Der Journalist Stephen Witt hat ein Buch über die MP3-Datei geschrieben. Nein, keinen Technik-Band, sondern einen John-Grisham-mäßigen Gesellschaftssthriller. Mit einigen Geständnissen.

Von Jochen Siemens

Was für ein Buch! Schon nach den ersten 15 Seiten muss man es kurz beiseite legen, um nachzudenken. Stimmt es wirklich, dass unser Ohr Musik gar nicht so hören kann wie wir glauben? Dass wir bei Mozarts Klaviersonaten nicht jeden kleinen Tastenschlag mitbekommen und bei Pharrell Williams "Freedom" es die kleinen Achteltöne gar nicht bis ins Ohr schaffen? Tatsächlich. Das Ohr braucht und vermisst sie nicht. In den Jahrtausenden der Evolution hat es sich auf menschliche Stimmen und das Fauchen von Raubtieren fokussiert,und viele andere Töne nicht so wichtig genommen, fand der Psychoakustiker Eberhard Zwicker einst heraus. Anfang der 80er las der Elektrotechniker Karlheinz Brandenburg davon. Damals saß er in den Laboren des Fraunhofer-Instituts in Erlangen, wo sie aus Steuermitteln finanziert an der Zukunft forschten.

Die CD war gerade erfunden worden, zum ersten Mal hatte man Musik zu einer Datei gemacht und das war sagenhaft, denn Dateien konnte man speichern und auch verschicken, theoretisch jedenfalls. Vorher gab es nur Vinyl und Magnettonbänder. Blöd nur, dass die CD ein Datenmonstrum war, es hätte einen halben Tag gedauert auch nur ein Lied über eine Telefonleitung zu senden. So, bis hierhin ist das eine Geschichte von Laboren mit Kabeln und Menschen in weißen Kitteln mit grauen Bärten und Brillen, die Sachen sagen, die außer ihnen keiner versteht, "Subband-Transformation" zum Beispiel.

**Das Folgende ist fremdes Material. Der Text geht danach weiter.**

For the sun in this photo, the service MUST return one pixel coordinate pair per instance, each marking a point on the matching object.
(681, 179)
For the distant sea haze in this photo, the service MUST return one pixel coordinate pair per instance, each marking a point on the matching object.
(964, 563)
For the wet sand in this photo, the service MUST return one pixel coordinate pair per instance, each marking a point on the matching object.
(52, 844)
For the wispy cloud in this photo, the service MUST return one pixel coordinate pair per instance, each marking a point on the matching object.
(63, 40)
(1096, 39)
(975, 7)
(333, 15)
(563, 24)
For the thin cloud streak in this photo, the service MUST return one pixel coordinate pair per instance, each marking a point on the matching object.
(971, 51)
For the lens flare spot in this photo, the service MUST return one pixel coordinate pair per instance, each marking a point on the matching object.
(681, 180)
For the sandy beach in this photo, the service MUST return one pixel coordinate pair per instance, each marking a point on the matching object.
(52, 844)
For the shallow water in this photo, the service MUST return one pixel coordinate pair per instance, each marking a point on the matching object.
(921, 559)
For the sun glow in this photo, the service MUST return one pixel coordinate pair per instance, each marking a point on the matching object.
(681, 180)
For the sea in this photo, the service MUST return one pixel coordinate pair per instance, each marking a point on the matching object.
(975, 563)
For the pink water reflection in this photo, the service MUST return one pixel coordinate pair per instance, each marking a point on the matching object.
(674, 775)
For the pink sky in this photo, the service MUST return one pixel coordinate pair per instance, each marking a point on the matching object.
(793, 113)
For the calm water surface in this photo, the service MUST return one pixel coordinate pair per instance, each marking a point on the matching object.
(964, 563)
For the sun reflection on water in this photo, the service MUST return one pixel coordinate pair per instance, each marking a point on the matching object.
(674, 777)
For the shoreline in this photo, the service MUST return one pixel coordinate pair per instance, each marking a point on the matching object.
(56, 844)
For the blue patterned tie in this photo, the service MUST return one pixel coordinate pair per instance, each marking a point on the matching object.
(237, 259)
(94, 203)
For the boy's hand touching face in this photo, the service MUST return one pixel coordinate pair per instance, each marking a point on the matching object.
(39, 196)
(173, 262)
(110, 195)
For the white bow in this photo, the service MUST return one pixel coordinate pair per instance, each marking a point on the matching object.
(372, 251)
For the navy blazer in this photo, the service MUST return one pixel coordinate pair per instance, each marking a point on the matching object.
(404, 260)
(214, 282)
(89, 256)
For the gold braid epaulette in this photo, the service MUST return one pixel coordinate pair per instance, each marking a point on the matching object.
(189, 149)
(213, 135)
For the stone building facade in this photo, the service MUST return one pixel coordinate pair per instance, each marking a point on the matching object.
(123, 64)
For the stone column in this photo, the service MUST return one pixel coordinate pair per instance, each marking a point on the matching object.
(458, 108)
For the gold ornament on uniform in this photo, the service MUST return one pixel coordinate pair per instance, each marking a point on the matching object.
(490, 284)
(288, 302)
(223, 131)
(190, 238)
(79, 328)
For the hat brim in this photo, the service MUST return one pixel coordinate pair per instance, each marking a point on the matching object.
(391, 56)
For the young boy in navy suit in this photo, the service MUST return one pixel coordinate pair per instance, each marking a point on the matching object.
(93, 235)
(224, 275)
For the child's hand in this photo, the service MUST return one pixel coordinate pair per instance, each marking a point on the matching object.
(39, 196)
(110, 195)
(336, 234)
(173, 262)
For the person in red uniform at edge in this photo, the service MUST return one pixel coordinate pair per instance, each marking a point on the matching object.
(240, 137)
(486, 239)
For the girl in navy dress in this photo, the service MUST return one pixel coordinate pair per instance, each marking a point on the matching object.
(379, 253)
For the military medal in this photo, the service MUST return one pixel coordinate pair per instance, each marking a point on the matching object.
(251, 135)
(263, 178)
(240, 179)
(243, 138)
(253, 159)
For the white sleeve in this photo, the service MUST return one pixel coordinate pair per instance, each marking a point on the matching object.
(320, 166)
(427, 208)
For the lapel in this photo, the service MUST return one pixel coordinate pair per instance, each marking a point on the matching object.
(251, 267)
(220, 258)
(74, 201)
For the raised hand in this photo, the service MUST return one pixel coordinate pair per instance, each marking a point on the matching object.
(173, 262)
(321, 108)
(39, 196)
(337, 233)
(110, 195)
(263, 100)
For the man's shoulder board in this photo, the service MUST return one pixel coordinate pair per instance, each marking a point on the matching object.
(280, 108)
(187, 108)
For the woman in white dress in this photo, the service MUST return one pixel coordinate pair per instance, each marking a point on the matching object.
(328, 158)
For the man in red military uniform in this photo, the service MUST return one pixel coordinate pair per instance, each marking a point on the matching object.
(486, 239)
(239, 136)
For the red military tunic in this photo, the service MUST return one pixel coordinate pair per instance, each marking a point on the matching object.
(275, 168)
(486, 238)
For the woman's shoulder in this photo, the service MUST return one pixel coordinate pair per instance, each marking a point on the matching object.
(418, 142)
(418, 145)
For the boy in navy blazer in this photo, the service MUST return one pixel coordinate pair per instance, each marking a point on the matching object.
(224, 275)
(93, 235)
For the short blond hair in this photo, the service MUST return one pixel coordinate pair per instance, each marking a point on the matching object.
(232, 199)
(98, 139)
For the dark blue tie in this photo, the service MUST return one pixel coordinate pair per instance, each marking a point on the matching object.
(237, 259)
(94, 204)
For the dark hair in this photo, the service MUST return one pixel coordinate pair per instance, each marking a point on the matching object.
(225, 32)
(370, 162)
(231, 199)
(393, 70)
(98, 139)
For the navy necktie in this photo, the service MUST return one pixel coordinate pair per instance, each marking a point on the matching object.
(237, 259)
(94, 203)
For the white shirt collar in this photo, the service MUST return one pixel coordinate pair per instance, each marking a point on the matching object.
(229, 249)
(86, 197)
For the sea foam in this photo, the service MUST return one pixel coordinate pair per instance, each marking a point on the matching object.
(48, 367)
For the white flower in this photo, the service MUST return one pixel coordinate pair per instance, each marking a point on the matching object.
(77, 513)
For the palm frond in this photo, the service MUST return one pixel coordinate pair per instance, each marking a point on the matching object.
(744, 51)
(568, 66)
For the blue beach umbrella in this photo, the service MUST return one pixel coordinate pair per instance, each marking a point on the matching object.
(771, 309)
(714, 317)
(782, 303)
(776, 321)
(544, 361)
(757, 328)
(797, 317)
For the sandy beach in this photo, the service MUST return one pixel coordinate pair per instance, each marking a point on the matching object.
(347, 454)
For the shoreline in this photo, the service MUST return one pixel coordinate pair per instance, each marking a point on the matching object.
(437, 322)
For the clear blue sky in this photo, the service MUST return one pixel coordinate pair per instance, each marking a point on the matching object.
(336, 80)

Wer denkt, ach, so ein Technik-Buch, irrt

Aber jetzt kommt's. Denn Karlheinz Brandenburg ließ das mit dem Ohr das nicht alles hört, nicht los. Die meisten Daten auf einer Musik-CD waren sinnlos, es reichten doch die, die man hören kann. Das Wort für die Erfindung seines Teams war klein: MP3. Aber die Wirkung und die Revolution, die um die Welt ging, waren unglaublich. Wie unglaublich und erschütternd und gesellschaftsverändernd hat nun der Journalist Stephen Witt in seinem Buch „How Music got free“ aufgeschrieben. Und wer nun denkt, ach, so ein Technik-Buch, irrt.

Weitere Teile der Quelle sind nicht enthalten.